Après la suppression du mot « race » de la Constitution. Et maintenant, un juste partenariat

Par Emmanuel Argo, membre de Chatham House à Londres et de la Société d’Histoire de l’Université d’Oxford (1).

Le contexte politique est absorbé par ce qui est appelé « la crise migratoire ». L’Europe doit sortir d’une impasse qui repose sur les désaccords des membres de l’Union à accueillir des migrants. La France, comme à son habitude, est en équilibre sur cette question : assumer ce qui fait les valeurs universelles de sa République, et tenir compte de partis politiques dont le fonds de commerce est « la peur migratoire » –  cette angoisse à accueillir une « horde noire » de mendiants affamés que l’on dit prête à tout.

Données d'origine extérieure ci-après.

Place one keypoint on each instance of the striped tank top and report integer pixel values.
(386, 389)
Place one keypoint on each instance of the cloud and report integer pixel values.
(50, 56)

Ainsi, après avoir dit qu’il n’est pas question « d’accueillir toute la misère du monde » puisque « la France n’est pas un Eldorado », après avoir rendu visite au défenseur papal des victimes de la pauvreté dans le monde, il fallait trouver l’action symbolique qui puisse concilier deux positions contraires et poursuivre cet exercice d’équilibriste politique.

Voilà pourquoi le quidam en charge d’un subterfuge idoine est allé sortir des cartons de l’ancien gouvernement un projet qui n’avait pas encore abouti – faute de consensus, peut-être  –  et qui consiste à supprimer le mot de « race » de notre Constitution (et fissa, SVP !), cette action devant être symbolique et propre à cristalliser les aboyeurs publics pour mieux noyer le poison d’une position réprouvée par les défenseurs des droits universels.

Mais les tours de passe-passe langagiers et parlementaires ne font ni le changement, voire même l’évolution ; ils déculpabilisent seulement leurs auteurs de leur incapacité à pouvoir – vouloir – changer les problèmes d’injustice et d’inégalité qui nuisent à l’émancipation du continent africain, à des pays et régions d’afro-descendants.

Car tant que les vraies questions et leurs solutions qui sont d’ordre économique, sociétale et politique ne seront pas objectivement énoncées et tant que le continent africain sera considéré comme un « coffre-fort » de matières premières et autres ressources naturelles à piller sans vergogne par des pays lancés dans une guerre économique sans merci, les africains auront toujours une image misérabiliste de mendiants exsangues, victimes des conditions de développement économique déloyales.

En lieu et place de l’assujettissement à une autorité qui s’auto-proclame supérieure en raison d’une idéologie quelconque (et supprimer le mot race n’y changera rien), il est temps de mettre en place un esprit de partenariat et de contrat, à l’instar d’autres régions du monde entre-elles, pour établir de nouveaux rapports sociétaux, politiques et économiques, de surcroît quand l’Afrique comptera bientôt 2 milliards d’habitants qui ne souhaitent qu’une chose, c’est rester chez eux !

C’est pourquoi il est urgent de faire évoluer les termes des échanges et de substituer à la condescendance hypocrite doublée d’une assistance perverse, une équitable complémentarité, un juste partenariat pour une contractualisation loyale entre partenaires.

Et pour ce faire, rien de mieux que de démonter les images et autres discours trompeurs qui présentent le continent noir dans une approche biaisée et orientée. Au regard de ces enjeux, la suppression du terme de « race » reste anecdotique pour l’histoire et illusoire quant à ses effets.

(1) Auteur du concept de la NégroÉvolution.